Mais leur genre n'a rien à voir avec le sexe de la personne qu'ils concernent. Homme, d'ailleurs, s'emploie tantôt en valeur neutre, quand il signifie l'espèce humaine, tantôt en valeur masculine, quand il désigne le mâle. Confondre les deux est proche de l’incompétence et conduit aux embrouilles sur la féminisation du vocabulaire et l'écriture inclusive. 
Voilà un large extrait de l’éditorial de Jean-François Revel sur la féminisation des mots :

La querelle actuelle découle de ce fait très simple qu’il n’existe pas en français de genre neutre comme en possèdent le grec, le latin et l’allemand. D’où ce résultat que, chez nous, quantité de noms, de fonctions, métiers et titres, sémantiquement neutres, sont grammaticalement féminins ou masculins. Leur genre n’a rien à voir avec le sexe de la personne qu’ils concernent, laquelle peut être un homme.

Homme, d’ailleurs, s’emploie tantôt en valeur neutre, quand il signifie l’espèce humaine, tantôt en valeur masculine quand il désigne le mâle. Confondre les deux relève d’une incompétence qui condamne à l’embrouillamini sur la féminisation du vocabulaire. Un humain de sexe masculin peut fort bien être une recrue, une vedette, une canaille, une fripouille ou une andouille.

De sexe féminin, il lui arrive d’être un mannequin, un tyran ou un génie. Le respect de la personne humaine est-il réservé aux femmes, et celui des droits de l’homme aux hommes ?
Absurde !
Ces féminins et masculins sont purement grammaticaux, nullement sexuels.

Certains mots sont précédés d’articles féminins ou masculins sans que ces genres impliquent que les qualités, charges ou talents correspondants appartiennent à un sexe plutôt qu’à l’autre. On dit: “Madame de Sévigné est un grand écrivain” et “Rémy de Goumont est une plume brillante”. On dit le garde des Sceaux, même quand c’est une femme, et la sentinelle, qui est presque toujours un homme. 
Tous ces termes sont, je le répète, sémantiquement neutres. Accoler à un substantif un article d’un genre opposé au sien ne le fait pas changer de sexe. Ce n’est qu’une banale faute d’accord.

ecriture-inclusive

Certains substantifs se féminisent tout naturellement: une pianiste, avocate, chanteuse, directrice, actrice, papesse, doctoresse. Mais une dame ministresse, proviseuse, médecine, gardienne des Sceaux, officière ou commandeuse de la Légion d’Honneur contrevient soit à la clarté, soit à l’esthétique, sans que remarquer cet inconvénient puisse être imputé à l’antiféminisme. Un ambassadeur est un ambassadeur, même quand c’est une femme. Il est aussi une excellence, même quand c’est un homme.

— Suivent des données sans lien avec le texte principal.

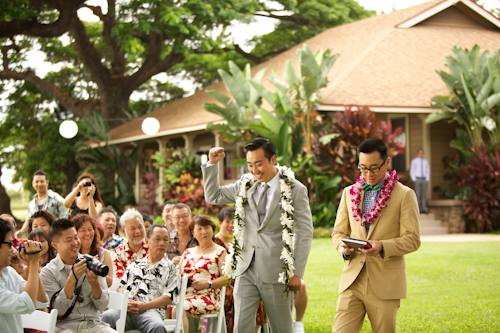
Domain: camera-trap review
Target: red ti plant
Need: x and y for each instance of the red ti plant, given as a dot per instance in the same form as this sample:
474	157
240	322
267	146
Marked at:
479	184
353	126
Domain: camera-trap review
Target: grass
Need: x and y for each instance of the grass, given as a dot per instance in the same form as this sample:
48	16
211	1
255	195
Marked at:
452	287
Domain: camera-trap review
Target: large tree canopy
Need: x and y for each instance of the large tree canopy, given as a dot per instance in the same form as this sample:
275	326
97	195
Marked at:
101	64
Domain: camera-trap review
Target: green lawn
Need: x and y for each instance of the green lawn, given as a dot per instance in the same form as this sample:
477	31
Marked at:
452	287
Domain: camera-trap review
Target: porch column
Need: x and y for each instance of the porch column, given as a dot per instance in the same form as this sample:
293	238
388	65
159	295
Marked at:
138	173
162	144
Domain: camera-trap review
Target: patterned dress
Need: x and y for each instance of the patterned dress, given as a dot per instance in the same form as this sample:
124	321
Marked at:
206	268
261	317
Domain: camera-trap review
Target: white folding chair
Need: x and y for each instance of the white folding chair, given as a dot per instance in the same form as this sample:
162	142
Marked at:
176	325
218	319
119	302
40	320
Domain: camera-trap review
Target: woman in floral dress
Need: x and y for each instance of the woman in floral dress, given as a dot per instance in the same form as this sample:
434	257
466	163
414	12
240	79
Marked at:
203	265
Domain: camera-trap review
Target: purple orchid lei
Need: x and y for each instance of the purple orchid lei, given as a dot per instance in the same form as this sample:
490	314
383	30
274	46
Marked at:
387	188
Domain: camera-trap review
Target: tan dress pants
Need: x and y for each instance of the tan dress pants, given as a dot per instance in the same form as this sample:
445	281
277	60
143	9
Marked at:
360	299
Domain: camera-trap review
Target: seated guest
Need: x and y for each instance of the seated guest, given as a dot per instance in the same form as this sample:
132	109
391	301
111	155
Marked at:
18	296
148	221
135	248
203	264
166	214
40	219
223	238
84	198
9	218
89	236
181	238
75	291
48	252
110	239
152	282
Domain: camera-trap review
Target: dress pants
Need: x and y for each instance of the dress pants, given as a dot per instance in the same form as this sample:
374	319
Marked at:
421	191
359	299
249	290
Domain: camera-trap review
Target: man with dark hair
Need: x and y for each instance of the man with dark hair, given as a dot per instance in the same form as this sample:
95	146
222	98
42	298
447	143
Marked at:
75	291
44	199
271	206
166	214
18	296
152	282
384	212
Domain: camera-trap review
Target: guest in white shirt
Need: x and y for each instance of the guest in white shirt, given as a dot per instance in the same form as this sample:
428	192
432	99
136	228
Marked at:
18	296
420	174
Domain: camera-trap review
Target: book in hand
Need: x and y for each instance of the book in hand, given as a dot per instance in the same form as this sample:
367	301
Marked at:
356	243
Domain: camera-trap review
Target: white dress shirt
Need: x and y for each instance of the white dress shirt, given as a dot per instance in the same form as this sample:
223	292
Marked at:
420	168
273	185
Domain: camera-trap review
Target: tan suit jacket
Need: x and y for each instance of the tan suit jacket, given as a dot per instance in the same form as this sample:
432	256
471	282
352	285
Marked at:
398	227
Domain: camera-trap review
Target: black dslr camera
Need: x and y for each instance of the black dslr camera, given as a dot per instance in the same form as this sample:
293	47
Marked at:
94	265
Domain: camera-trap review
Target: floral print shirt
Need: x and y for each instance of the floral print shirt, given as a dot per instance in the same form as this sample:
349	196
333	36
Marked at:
122	256
148	283
173	245
54	205
113	242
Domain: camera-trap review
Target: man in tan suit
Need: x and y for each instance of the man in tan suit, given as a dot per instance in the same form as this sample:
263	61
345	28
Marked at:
383	211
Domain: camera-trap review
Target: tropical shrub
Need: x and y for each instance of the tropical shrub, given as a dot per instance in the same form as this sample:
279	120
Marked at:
474	102
336	148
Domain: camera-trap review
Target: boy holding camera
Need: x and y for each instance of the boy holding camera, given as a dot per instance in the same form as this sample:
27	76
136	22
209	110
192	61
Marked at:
75	290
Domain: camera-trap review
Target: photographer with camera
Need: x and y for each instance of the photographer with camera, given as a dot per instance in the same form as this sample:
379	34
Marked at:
151	281
18	296
73	284
84	198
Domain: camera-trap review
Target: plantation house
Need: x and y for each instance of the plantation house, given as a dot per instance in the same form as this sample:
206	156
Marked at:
387	62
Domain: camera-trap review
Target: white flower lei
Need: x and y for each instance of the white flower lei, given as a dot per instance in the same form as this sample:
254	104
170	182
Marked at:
286	180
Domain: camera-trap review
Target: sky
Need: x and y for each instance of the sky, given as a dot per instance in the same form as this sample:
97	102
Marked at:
245	32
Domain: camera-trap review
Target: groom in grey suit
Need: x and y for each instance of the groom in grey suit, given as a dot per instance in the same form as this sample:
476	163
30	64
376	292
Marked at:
259	263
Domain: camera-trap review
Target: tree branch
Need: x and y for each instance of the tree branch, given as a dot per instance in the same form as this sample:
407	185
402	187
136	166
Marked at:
31	27
291	18
80	108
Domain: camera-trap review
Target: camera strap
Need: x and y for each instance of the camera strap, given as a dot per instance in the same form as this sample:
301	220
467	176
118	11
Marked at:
77	292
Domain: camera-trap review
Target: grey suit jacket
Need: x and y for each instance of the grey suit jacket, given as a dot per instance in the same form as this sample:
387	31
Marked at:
265	240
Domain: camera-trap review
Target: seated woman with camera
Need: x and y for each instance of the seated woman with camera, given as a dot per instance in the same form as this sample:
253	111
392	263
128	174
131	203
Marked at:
84	198
90	241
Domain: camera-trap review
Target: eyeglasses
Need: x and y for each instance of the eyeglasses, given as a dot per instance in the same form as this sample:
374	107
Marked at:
15	259
372	169
8	243
184	217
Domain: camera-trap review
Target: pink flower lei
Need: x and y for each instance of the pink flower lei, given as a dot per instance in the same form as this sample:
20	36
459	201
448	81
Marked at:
384	195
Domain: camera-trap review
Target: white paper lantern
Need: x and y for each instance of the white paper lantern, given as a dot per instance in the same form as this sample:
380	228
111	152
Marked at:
68	129
150	125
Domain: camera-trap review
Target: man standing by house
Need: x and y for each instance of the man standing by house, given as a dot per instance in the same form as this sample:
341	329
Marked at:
270	206
379	209
44	199
420	174
166	214
135	247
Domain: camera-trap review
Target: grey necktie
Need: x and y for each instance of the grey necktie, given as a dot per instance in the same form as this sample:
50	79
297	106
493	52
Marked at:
261	206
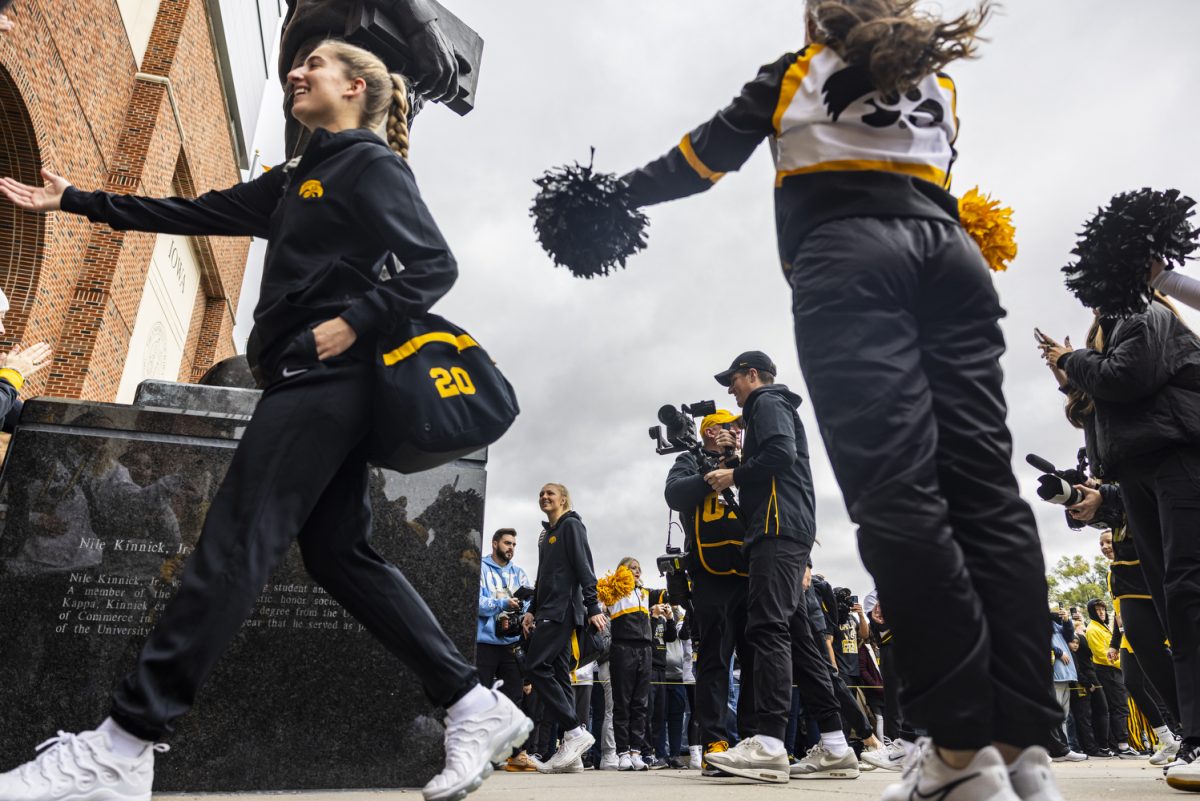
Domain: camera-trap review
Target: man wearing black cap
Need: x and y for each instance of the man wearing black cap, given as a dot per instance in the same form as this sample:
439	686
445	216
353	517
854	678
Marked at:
775	494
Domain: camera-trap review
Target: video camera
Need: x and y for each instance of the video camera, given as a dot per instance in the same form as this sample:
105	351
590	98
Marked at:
1059	486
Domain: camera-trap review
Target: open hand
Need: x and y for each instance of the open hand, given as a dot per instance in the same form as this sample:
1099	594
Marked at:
36	198
333	337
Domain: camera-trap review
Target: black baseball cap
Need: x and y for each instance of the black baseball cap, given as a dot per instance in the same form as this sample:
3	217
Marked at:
755	359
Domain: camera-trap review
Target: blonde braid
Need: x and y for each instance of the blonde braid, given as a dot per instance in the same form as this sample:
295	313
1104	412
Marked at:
397	116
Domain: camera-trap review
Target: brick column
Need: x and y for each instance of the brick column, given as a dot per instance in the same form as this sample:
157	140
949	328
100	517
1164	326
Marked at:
94	284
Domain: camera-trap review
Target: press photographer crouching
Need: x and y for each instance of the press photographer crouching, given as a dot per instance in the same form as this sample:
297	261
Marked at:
775	493
713	547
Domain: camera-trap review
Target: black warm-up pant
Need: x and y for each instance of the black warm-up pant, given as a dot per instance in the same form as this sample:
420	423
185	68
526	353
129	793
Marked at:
299	474
898	337
775	631
549	668
1147	637
629	670
1119	703
499	662
719	603
1161	493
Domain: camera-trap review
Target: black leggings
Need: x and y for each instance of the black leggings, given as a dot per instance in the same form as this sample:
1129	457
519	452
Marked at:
1145	632
299	474
897	329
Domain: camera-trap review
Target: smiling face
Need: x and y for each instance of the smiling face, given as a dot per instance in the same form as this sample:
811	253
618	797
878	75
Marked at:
322	92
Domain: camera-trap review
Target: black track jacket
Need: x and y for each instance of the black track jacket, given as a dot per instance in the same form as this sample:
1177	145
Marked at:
329	223
774	480
567	578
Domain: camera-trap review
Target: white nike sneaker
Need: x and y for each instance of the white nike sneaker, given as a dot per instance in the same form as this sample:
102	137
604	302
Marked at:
473	744
928	778
820	763
82	768
749	759
1031	776
569	750
1165	752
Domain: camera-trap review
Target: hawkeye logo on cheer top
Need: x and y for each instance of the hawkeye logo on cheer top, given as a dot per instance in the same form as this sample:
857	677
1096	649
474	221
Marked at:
311	188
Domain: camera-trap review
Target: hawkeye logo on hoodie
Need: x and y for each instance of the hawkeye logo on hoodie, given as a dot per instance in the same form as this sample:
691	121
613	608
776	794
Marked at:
312	188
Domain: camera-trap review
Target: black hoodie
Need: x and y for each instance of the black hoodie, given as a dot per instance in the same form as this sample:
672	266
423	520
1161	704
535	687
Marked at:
774	481
329	223
567	578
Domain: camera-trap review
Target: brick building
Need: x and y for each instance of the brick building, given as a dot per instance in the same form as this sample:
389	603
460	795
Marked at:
142	96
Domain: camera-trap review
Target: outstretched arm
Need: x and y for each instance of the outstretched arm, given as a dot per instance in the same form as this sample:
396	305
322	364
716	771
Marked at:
718	146
243	210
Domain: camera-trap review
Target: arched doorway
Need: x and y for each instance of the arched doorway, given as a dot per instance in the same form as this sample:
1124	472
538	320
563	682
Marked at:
22	234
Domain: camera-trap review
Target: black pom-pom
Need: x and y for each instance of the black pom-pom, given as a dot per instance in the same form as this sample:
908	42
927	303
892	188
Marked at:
587	221
1116	246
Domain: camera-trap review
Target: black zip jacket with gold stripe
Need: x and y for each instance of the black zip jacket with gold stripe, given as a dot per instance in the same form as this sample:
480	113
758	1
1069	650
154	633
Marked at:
774	480
329	222
840	148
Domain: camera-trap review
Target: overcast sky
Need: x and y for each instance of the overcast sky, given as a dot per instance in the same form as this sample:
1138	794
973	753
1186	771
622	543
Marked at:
1072	102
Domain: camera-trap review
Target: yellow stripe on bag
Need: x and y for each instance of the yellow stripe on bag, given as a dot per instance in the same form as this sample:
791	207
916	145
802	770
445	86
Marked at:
409	348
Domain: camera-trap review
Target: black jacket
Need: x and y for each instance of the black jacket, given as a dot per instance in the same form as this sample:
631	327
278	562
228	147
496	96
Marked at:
1145	386
329	223
774	480
713	531
567	578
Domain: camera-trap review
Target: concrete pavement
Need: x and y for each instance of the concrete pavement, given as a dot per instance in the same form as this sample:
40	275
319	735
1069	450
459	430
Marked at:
1091	781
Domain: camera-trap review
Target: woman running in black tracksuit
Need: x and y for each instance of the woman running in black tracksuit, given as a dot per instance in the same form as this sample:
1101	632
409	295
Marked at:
897	332
300	470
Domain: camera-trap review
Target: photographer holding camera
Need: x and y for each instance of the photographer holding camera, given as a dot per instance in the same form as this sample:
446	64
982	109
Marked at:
775	488
713	535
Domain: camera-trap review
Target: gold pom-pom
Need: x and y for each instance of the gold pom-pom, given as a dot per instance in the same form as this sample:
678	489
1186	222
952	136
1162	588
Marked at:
616	585
990	226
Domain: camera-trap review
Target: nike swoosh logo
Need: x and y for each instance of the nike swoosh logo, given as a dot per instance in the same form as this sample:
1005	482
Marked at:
941	793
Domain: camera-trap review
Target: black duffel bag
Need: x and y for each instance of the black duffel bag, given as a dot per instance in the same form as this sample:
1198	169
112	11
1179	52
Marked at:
438	396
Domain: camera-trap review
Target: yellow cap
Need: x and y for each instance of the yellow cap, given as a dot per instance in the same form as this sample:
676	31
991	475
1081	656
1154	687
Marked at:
718	417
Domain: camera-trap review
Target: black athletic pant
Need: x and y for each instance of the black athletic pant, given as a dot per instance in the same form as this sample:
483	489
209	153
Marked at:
495	662
629	669
1146	634
719	604
1140	690
1091	733
1162	497
299	474
1119	703
549	667
777	631
898	337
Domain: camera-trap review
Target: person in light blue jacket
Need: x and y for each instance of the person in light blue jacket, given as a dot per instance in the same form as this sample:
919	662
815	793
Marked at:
499	615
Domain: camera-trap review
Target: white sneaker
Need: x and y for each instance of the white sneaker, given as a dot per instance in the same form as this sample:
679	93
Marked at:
925	776
569	750
820	763
81	768
471	746
1031	776
749	759
1165	752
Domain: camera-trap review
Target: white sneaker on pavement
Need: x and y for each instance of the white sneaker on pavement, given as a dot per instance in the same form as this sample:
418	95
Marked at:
1031	776
925	776
820	763
569	750
81	768
1165	752
749	759
473	744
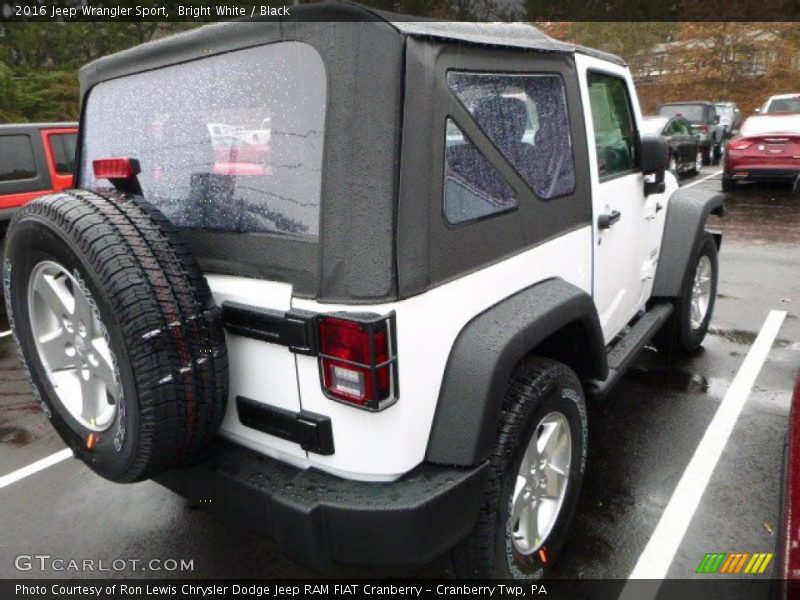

L’usage est le maître suprême.
Une langue bouge de par le mariage de la logique et du tâtonnement, qu’accompagne en sourdine une mélodie originale. Le tout est fruit de la lenteur des siècles, non de l’opportunisme des politiques. (…)

Si le gouvernement veut servir le français, il ferait mieux de veiller d’abord à ce qu’on l’enseigne en classe, ensuite à ce que l’audiovisuel public, placé sous sa coupe, n’accumule pas à longueur de soirées les faux sens, solécismes, impropriétés, barbarismes et fautes de langage qui, pénétrant dans le crâne des gosses, achèvent de rendre impossible la tâche des enseignants.

La société française a progressé vers l’égalité des sexes dans tous les métiers, sauf le métier politique.

Les coupables de cette honte croient s’amnistier (ils en ont l’habitude) en torturant la grammaire. 
Ils ont trouvé le sésame démagogique de cette opération magique: faire avancer le féminin faute d’avoir fait avancer les femmes. Le français achèvera de se décomposer dans l’illettrisme pendant que nous discuterons du sexe des mots.

> En conclusion de l’article de Revel, on serait tenté de dire que l’écriture inclusive et la féminisation des mots brutalisent la langue et témoignent surtout d’un manque de clarté de la pensée.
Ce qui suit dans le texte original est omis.